For one thing, there is no evidence to back up this point. For another, this kind of extreme side effect is warned against in most vaccines. The winter flu jab which has been prescribed to thousands for several years without general uproar lists both of these as possible side effects.

“Justice Watch has been prising figures for adverse reactions to Gardasil from the US authorities. Last October, the total was around 3,500; by this July, the figure had risen to 8,864, including 18 deaths and 140 "serious" reports.”
What is failed to mention is that all 18 of those deaths were complications due to underlying health issues. Like the girl in recent reports, it has emerged that the drug had very little, if nothing, to do with the deaths apparently “attributed” to the vaccine. Before the injection, a series of questions are asked about your general health which establish whether it is safe for you to have the jab. As for the “serious” reports; perhaps there is reason to be concerned. The fact that no more is said about this vaguely-labelled figure makes me think there is not.

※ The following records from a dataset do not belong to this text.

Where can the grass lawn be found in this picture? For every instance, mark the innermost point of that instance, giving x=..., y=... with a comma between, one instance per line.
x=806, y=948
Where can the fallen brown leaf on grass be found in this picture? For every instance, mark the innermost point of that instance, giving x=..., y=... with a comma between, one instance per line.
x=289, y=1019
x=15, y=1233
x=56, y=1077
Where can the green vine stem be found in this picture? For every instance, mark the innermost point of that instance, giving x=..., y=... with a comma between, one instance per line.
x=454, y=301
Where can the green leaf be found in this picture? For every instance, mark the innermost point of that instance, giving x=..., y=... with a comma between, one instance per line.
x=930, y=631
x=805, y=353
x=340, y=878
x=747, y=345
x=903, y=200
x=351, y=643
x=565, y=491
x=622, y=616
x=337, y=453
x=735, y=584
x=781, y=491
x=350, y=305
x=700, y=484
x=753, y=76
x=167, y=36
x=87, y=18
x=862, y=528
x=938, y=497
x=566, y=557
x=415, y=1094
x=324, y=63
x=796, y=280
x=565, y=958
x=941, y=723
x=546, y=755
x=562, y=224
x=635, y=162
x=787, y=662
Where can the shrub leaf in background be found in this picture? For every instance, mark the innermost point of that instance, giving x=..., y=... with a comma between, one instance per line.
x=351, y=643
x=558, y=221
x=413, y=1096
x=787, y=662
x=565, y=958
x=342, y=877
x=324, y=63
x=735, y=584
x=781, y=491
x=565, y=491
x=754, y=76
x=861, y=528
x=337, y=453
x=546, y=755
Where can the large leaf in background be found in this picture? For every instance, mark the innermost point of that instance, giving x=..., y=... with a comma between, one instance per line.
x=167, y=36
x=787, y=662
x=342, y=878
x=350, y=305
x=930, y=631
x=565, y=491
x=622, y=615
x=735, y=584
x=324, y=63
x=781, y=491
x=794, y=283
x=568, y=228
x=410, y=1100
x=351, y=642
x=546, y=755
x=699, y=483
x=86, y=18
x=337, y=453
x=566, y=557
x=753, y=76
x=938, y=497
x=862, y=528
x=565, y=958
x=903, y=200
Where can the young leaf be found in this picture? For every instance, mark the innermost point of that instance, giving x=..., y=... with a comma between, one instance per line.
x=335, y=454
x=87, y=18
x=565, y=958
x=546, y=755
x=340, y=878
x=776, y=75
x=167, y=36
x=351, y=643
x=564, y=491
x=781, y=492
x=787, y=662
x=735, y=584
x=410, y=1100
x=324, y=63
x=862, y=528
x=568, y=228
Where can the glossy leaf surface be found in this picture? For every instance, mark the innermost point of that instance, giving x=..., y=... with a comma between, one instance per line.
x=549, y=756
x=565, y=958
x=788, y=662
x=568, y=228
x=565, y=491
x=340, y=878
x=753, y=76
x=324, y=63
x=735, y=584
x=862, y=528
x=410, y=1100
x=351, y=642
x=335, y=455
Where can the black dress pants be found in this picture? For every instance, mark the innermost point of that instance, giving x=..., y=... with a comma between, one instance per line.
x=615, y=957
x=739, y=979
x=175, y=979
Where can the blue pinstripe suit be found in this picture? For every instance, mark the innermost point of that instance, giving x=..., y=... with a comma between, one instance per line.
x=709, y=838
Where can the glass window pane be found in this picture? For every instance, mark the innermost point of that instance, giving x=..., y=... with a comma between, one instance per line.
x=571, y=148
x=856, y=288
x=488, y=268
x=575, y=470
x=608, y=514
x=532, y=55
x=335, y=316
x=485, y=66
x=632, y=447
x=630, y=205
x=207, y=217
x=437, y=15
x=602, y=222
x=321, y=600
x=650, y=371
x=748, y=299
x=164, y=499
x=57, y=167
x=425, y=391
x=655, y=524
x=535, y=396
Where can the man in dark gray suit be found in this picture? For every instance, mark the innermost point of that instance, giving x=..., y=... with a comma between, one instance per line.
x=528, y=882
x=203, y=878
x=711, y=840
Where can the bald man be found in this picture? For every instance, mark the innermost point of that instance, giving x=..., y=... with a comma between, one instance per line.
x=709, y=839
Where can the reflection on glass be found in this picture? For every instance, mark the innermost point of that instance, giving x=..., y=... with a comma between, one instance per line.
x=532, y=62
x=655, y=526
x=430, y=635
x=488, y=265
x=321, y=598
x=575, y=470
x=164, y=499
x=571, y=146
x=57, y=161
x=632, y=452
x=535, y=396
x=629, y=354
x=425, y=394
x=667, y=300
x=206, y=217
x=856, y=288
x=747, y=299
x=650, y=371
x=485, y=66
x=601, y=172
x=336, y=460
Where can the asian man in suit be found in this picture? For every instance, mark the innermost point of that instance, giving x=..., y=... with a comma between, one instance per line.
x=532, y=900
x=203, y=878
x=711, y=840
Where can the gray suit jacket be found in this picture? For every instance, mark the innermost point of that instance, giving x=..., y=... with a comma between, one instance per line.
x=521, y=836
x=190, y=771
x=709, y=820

It’s a balance of risks. 1.4 million doses have been given out, with a tiny percentage claiming side effects worse than a sore arm. On the other hand, 1 120 women will die of cervical cancer this year.

I’m not telling every girl to get the vaccine. Of course I’m not. I’m countering sloppy journalism which prays on the turbulent emotions of (let’s be honest here) mothers of young girls, who are trying to decide whether to let their daughters be injected with a chemical. I’m telling you to see the other side, and make up your own mind.

I hate injections. On Thursday, one of my friends took me to the front of the queue, asked me if I was sure, and passed me onto a (patient, understanding, funny) nurse who let me listen to my iPod while she did it. It stung a bit. There are two more to go. I’ll still have smear tests. But tonight I’ll sleep, just a little bit, more soundly.

I am no bird; I am a free human being with an independent will.